Strike’s bones went to water and he sagged in relief. ‘‘Thank you, Jesus. Gods. Whatever.’’ He exhaled, tried to get his breathing under control. ‘‘Shit. Oh, boy. Oh, shit. A mimic. It was a mimic.’’
‘‘How did you know?’’ Anna asked, her voice shaky.
‘‘I just knew. I had faith. I knew it wasn’t her.’’ Except for a few seconds when he’d thought he had it wrong, thought he’d bought into the thirteenth prophecy without even knowing it.
But the attack had not been without a sacrifice, he knew. He turned to see Anna crouched on the ground with Red-Boar sprawled across her lap, both of them covered in the blood that still pumped from the older man’s torn throat in slowing spurts driven by a faltering heart.

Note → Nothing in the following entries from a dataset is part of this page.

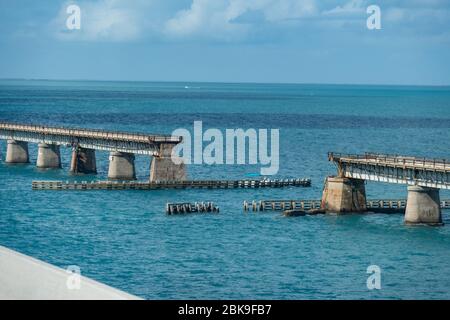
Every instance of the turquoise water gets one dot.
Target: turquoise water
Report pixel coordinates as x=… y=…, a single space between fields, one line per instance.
x=125 y=240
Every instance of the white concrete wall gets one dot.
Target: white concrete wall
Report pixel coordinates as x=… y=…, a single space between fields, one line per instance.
x=26 y=278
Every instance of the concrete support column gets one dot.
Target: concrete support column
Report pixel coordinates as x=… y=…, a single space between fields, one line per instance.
x=121 y=166
x=344 y=195
x=17 y=152
x=164 y=167
x=49 y=156
x=423 y=206
x=83 y=161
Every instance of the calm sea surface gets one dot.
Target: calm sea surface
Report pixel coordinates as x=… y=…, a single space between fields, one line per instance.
x=125 y=239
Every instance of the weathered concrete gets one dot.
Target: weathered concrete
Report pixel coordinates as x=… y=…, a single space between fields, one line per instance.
x=344 y=195
x=423 y=206
x=49 y=156
x=121 y=166
x=83 y=161
x=26 y=278
x=17 y=152
x=164 y=167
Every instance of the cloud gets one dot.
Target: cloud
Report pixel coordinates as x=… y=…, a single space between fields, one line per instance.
x=348 y=9
x=237 y=20
x=220 y=19
x=110 y=20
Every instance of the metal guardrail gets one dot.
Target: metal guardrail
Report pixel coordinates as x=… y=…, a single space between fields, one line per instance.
x=202 y=184
x=89 y=133
x=396 y=160
x=281 y=205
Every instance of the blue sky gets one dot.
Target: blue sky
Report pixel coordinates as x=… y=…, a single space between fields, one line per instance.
x=300 y=41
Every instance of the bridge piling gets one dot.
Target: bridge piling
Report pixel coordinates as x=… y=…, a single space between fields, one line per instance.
x=423 y=206
x=344 y=195
x=83 y=161
x=49 y=156
x=121 y=166
x=17 y=152
x=163 y=167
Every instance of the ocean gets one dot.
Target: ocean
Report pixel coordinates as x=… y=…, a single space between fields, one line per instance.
x=125 y=239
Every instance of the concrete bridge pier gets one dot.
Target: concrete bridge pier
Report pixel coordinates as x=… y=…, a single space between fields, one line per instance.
x=17 y=152
x=83 y=161
x=423 y=206
x=344 y=195
x=121 y=166
x=49 y=156
x=164 y=167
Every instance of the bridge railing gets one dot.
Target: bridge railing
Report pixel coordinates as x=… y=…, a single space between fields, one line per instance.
x=428 y=163
x=89 y=133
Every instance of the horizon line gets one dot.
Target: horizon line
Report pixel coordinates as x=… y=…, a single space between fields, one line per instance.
x=230 y=82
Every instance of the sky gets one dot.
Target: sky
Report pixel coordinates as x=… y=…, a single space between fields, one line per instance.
x=276 y=41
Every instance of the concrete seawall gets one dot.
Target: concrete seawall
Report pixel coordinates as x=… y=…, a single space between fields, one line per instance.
x=26 y=278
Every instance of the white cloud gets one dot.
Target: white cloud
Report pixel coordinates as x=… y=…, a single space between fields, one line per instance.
x=230 y=20
x=217 y=19
x=112 y=20
x=350 y=8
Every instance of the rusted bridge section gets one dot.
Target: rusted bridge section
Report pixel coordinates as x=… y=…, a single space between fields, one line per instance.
x=424 y=177
x=431 y=173
x=187 y=184
x=84 y=142
x=377 y=205
x=135 y=143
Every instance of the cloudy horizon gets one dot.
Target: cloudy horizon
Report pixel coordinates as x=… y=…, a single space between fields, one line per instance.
x=268 y=41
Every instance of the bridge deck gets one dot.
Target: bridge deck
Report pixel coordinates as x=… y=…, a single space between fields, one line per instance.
x=196 y=184
x=433 y=173
x=388 y=205
x=393 y=161
x=87 y=138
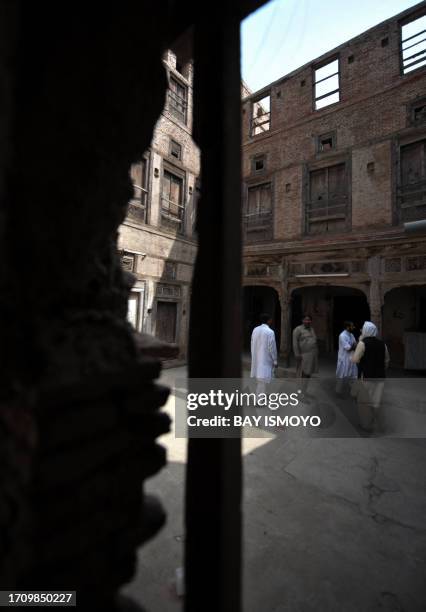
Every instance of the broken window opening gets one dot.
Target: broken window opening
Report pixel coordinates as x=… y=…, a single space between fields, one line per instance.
x=327 y=205
x=413 y=44
x=412 y=188
x=326 y=142
x=326 y=84
x=139 y=177
x=175 y=150
x=257 y=219
x=417 y=114
x=258 y=164
x=261 y=115
x=172 y=207
x=177 y=99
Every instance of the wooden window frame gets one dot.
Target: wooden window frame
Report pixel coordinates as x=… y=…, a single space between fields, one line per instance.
x=316 y=67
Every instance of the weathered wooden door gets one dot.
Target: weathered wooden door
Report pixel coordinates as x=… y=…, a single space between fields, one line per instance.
x=165 y=327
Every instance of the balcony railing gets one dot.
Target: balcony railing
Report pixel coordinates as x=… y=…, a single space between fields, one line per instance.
x=177 y=105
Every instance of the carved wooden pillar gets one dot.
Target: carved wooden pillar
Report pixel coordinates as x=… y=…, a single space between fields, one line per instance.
x=213 y=495
x=73 y=383
x=376 y=293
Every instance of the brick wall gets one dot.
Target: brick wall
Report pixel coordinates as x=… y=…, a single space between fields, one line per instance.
x=368 y=123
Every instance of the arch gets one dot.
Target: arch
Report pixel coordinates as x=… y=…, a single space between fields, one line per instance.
x=404 y=312
x=330 y=306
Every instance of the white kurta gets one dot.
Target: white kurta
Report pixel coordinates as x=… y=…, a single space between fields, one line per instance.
x=345 y=367
x=263 y=352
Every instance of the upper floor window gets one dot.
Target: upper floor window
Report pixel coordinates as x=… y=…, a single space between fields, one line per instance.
x=175 y=150
x=326 y=142
x=260 y=121
x=412 y=183
x=326 y=84
x=139 y=200
x=327 y=203
x=413 y=44
x=258 y=164
x=177 y=99
x=172 y=207
x=258 y=213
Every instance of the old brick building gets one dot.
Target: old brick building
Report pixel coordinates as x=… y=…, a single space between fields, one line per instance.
x=334 y=164
x=157 y=240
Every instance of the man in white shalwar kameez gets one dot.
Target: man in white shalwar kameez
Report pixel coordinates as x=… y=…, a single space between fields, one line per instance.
x=263 y=353
x=346 y=370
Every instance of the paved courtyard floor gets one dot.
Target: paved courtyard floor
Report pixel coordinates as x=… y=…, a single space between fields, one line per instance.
x=330 y=525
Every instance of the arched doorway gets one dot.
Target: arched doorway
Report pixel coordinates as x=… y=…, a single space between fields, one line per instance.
x=329 y=307
x=404 y=326
x=258 y=299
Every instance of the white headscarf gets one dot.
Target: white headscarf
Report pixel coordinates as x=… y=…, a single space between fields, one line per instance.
x=369 y=330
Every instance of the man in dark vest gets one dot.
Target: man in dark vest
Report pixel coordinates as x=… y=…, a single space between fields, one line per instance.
x=372 y=357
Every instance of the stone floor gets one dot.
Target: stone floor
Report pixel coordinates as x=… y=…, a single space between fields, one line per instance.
x=333 y=525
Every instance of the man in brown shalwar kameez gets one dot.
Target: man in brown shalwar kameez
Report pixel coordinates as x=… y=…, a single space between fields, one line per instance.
x=306 y=351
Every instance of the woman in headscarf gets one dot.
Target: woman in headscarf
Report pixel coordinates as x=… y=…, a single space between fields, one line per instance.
x=372 y=357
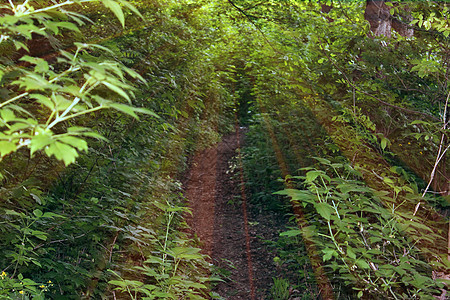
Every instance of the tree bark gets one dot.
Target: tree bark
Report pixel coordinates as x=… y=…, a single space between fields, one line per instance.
x=382 y=22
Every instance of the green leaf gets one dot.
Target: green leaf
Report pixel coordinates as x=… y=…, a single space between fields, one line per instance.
x=40 y=141
x=116 y=9
x=291 y=233
x=7 y=147
x=62 y=152
x=38 y=213
x=324 y=210
x=350 y=253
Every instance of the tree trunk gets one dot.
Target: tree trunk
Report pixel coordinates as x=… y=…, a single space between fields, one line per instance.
x=382 y=22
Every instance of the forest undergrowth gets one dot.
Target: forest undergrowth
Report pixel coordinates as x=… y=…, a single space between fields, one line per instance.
x=104 y=101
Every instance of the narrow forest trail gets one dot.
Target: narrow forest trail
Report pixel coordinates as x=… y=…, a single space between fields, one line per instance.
x=231 y=232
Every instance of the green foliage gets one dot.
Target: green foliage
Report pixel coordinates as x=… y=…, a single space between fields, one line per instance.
x=364 y=244
x=280 y=289
x=44 y=96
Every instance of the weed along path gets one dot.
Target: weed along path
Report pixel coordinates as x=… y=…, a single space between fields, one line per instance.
x=224 y=224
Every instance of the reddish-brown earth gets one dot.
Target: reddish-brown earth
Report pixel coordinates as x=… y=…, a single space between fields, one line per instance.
x=213 y=190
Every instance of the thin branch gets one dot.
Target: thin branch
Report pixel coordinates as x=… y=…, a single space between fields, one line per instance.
x=441 y=151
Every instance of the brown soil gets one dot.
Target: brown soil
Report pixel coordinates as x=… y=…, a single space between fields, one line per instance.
x=218 y=205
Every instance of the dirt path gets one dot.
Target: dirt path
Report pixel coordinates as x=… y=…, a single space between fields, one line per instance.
x=215 y=197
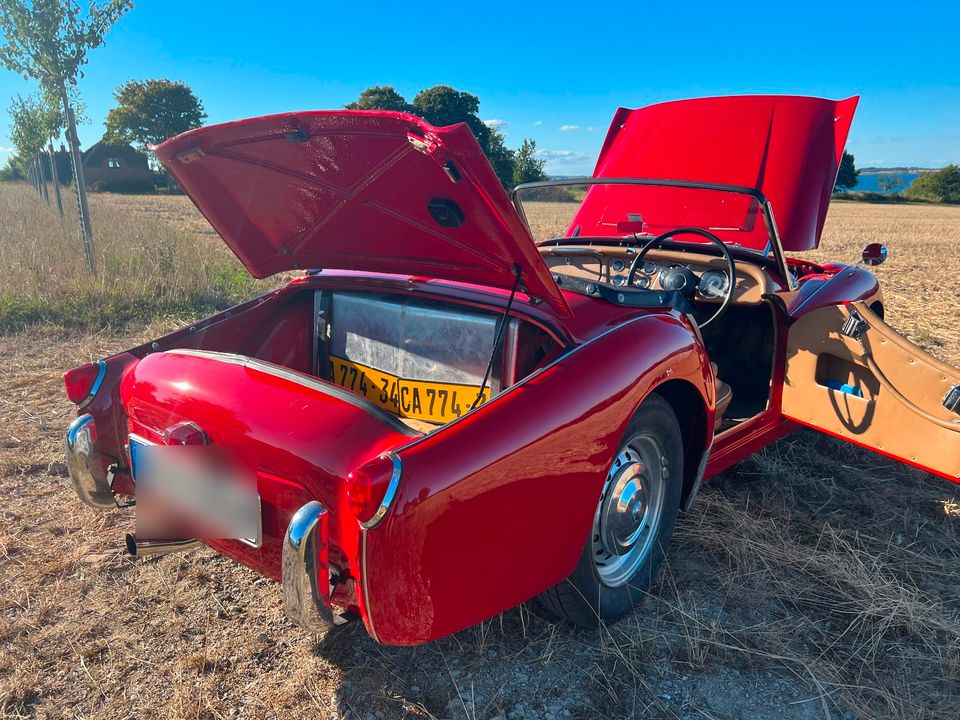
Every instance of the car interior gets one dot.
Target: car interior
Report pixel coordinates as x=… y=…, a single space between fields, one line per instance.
x=740 y=340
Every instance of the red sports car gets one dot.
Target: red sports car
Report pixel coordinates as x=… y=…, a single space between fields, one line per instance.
x=442 y=417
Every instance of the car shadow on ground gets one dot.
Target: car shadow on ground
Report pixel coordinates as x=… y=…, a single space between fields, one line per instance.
x=779 y=589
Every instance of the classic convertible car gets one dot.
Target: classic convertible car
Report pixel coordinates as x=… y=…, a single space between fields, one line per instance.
x=442 y=417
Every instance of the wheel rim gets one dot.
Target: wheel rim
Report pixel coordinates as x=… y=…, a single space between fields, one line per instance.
x=630 y=510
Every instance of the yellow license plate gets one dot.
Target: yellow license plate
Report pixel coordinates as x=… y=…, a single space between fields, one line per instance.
x=435 y=402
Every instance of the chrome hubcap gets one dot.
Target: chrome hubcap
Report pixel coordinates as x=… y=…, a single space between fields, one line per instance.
x=629 y=514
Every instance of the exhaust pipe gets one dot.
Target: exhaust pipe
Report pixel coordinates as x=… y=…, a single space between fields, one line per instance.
x=136 y=547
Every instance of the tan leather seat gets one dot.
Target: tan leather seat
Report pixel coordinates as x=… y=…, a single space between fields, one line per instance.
x=724 y=396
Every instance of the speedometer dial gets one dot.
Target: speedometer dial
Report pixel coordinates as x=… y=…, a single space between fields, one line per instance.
x=714 y=284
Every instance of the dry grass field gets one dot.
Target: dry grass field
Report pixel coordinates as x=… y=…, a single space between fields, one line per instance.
x=814 y=580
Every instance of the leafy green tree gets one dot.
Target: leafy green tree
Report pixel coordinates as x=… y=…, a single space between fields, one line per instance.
x=48 y=41
x=151 y=111
x=940 y=186
x=380 y=97
x=889 y=183
x=848 y=175
x=443 y=105
x=11 y=171
x=528 y=167
x=30 y=126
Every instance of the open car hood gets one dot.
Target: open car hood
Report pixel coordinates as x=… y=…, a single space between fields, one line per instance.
x=353 y=190
x=786 y=147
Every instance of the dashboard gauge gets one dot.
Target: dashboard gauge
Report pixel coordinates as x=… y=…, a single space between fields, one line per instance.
x=714 y=284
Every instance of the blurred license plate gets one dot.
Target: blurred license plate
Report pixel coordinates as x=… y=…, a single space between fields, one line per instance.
x=436 y=402
x=195 y=492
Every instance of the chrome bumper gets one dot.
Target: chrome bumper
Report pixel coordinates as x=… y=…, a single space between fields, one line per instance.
x=305 y=571
x=85 y=464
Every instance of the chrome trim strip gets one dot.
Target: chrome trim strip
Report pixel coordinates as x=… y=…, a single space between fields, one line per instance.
x=303 y=600
x=774 y=233
x=136 y=548
x=365 y=587
x=84 y=462
x=101 y=371
x=388 y=497
x=300 y=378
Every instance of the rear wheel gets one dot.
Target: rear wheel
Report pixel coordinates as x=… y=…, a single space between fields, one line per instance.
x=632 y=524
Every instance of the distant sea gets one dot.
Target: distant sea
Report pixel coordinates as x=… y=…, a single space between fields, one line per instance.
x=870 y=183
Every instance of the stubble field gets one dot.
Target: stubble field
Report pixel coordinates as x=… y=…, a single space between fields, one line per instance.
x=814 y=580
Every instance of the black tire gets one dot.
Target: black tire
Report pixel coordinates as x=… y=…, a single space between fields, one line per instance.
x=589 y=597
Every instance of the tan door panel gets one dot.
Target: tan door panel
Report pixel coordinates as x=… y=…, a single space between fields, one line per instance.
x=879 y=391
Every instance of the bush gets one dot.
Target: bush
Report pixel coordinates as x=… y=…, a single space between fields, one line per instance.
x=940 y=186
x=128 y=186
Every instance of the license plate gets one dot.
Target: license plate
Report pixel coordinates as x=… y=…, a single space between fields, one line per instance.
x=435 y=402
x=191 y=491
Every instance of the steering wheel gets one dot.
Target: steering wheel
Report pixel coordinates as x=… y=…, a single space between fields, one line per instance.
x=682 y=279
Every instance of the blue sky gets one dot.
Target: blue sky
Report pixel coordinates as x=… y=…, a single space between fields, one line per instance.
x=551 y=71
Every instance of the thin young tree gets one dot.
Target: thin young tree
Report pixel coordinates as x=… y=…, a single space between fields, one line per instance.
x=28 y=133
x=48 y=41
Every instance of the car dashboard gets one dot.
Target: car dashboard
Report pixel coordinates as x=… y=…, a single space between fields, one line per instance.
x=573 y=266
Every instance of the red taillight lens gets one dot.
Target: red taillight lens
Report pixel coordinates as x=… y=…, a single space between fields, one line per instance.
x=368 y=487
x=81 y=382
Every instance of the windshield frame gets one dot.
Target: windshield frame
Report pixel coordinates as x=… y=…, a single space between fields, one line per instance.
x=773 y=235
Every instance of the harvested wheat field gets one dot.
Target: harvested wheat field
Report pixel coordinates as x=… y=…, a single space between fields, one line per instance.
x=814 y=580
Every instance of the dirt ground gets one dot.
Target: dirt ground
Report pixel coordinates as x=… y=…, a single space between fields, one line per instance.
x=813 y=580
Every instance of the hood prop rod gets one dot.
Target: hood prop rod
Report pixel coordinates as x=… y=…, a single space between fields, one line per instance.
x=501 y=326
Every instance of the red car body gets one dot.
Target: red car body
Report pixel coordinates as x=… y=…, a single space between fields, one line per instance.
x=492 y=508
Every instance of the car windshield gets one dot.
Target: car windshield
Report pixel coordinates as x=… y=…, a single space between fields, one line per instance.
x=616 y=208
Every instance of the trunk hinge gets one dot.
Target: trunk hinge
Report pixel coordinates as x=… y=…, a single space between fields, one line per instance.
x=854 y=326
x=951 y=401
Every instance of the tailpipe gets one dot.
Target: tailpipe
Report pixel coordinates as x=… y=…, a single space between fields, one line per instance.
x=136 y=547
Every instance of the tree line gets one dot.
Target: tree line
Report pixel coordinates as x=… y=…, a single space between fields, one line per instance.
x=443 y=105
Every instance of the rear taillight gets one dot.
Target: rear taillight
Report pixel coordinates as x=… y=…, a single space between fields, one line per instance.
x=83 y=382
x=371 y=489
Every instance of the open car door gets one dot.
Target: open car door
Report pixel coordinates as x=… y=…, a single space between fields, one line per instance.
x=851 y=375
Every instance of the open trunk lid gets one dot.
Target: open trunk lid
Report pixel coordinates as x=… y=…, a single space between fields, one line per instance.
x=354 y=190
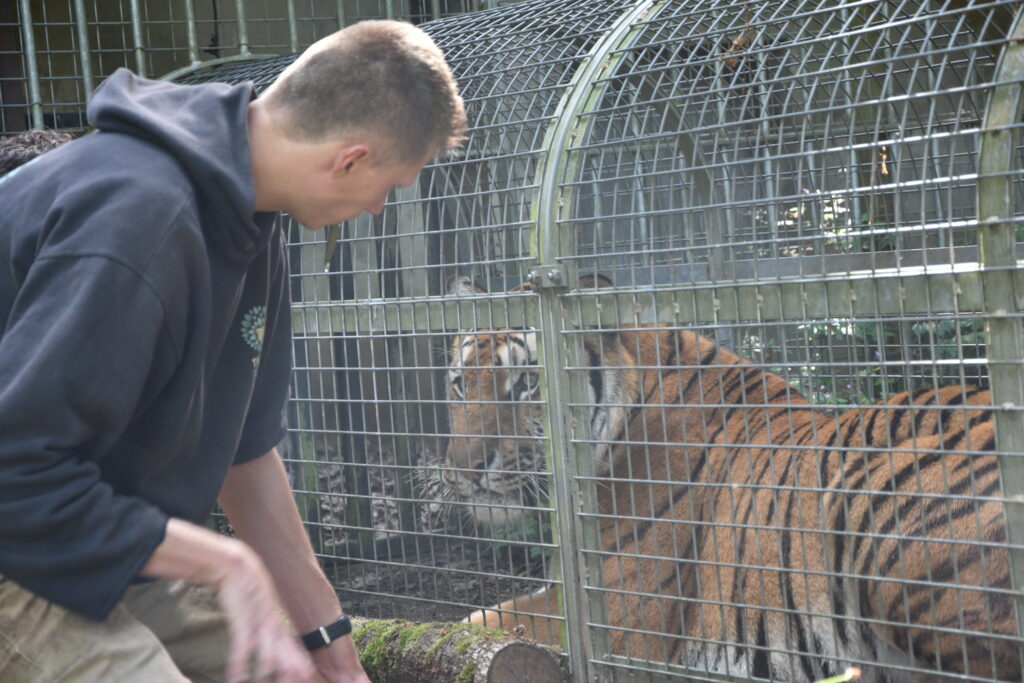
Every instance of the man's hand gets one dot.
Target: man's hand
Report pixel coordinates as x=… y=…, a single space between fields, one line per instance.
x=258 y=501
x=339 y=663
x=262 y=648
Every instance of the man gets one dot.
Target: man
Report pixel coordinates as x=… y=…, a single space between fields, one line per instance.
x=144 y=363
x=25 y=146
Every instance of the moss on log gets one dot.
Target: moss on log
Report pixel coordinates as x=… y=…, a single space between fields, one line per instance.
x=399 y=651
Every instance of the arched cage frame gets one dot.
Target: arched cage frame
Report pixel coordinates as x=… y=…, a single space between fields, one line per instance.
x=829 y=189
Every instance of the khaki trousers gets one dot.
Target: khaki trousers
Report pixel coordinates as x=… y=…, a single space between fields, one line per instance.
x=160 y=632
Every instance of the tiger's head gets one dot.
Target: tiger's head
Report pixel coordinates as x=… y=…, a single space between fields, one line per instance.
x=495 y=458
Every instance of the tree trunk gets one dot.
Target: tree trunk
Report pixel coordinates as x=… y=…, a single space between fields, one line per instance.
x=398 y=651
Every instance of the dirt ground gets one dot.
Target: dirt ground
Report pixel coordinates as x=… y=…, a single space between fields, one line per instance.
x=440 y=580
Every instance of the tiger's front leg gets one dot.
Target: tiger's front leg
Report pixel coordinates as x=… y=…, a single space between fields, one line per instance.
x=541 y=622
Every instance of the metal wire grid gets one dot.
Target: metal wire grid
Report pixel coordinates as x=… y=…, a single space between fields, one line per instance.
x=800 y=181
x=54 y=52
x=370 y=386
x=723 y=152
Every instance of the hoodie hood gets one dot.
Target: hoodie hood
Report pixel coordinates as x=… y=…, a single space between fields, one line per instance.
x=204 y=127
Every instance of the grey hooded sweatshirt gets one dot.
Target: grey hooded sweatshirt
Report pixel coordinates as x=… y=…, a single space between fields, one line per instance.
x=145 y=338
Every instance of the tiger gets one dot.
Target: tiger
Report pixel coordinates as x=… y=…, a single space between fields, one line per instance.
x=745 y=530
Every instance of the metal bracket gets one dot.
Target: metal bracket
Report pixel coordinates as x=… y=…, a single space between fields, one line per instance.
x=547 y=276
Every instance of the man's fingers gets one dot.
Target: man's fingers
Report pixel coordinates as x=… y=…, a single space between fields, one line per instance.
x=269 y=654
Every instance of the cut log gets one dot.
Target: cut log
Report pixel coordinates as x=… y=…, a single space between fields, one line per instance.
x=399 y=651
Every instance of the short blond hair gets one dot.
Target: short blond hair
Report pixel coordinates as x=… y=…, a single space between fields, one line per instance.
x=382 y=78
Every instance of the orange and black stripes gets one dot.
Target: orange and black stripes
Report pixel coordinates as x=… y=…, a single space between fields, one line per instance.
x=767 y=537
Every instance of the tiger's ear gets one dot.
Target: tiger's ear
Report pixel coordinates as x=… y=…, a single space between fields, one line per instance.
x=594 y=281
x=461 y=286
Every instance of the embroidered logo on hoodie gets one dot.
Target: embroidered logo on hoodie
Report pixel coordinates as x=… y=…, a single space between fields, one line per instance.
x=253 y=326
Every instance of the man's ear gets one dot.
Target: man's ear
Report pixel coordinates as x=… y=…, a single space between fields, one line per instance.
x=346 y=158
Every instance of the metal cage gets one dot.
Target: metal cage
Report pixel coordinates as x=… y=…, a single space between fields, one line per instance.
x=54 y=52
x=640 y=348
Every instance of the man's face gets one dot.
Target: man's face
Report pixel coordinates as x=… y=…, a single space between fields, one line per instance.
x=364 y=186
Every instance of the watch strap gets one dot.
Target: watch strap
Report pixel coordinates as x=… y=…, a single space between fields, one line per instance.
x=327 y=634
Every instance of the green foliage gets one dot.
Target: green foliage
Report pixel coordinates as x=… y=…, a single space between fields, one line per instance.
x=528 y=529
x=852 y=363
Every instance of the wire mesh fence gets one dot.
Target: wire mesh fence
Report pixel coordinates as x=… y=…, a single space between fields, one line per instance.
x=702 y=358
x=54 y=52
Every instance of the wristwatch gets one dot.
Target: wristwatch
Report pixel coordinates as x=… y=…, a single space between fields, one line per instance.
x=324 y=635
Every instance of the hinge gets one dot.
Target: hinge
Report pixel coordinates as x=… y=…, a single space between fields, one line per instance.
x=547 y=276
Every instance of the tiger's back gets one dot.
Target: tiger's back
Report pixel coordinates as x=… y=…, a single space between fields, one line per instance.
x=750 y=532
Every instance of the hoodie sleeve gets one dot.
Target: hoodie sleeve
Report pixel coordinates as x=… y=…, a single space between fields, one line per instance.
x=76 y=358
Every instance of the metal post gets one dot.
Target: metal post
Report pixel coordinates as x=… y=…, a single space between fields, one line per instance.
x=572 y=465
x=240 y=17
x=83 y=46
x=341 y=13
x=293 y=28
x=996 y=239
x=136 y=37
x=31 y=66
x=190 y=32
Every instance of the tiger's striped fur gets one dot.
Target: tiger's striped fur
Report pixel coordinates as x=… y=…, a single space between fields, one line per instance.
x=751 y=532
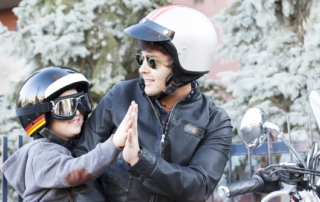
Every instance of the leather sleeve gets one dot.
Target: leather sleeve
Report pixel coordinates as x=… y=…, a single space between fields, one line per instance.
x=98 y=126
x=194 y=182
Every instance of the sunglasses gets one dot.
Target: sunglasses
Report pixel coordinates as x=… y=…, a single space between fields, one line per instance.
x=65 y=108
x=150 y=61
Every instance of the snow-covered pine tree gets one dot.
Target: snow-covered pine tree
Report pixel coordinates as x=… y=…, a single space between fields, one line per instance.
x=277 y=46
x=86 y=35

Sorrow cut through Strike, and he dropped to his knees beside the dying man. ‘‘Gods, no.’’
Red-Boar’s eyes flickered open and locked on even as the life faded. ‘‘Happy now, boy?’’
‘‘Step off, old man.’’ But Strike choked on the words. He touched Red-Boar’s forehead, leaking him power, buffering the pain. ‘‘Safe journey,’’ he whispered. ‘‘Say hello to the king for me.’’
But Red-Boar shook his head ever so slightly. ‘‘You’re . . . king now.’’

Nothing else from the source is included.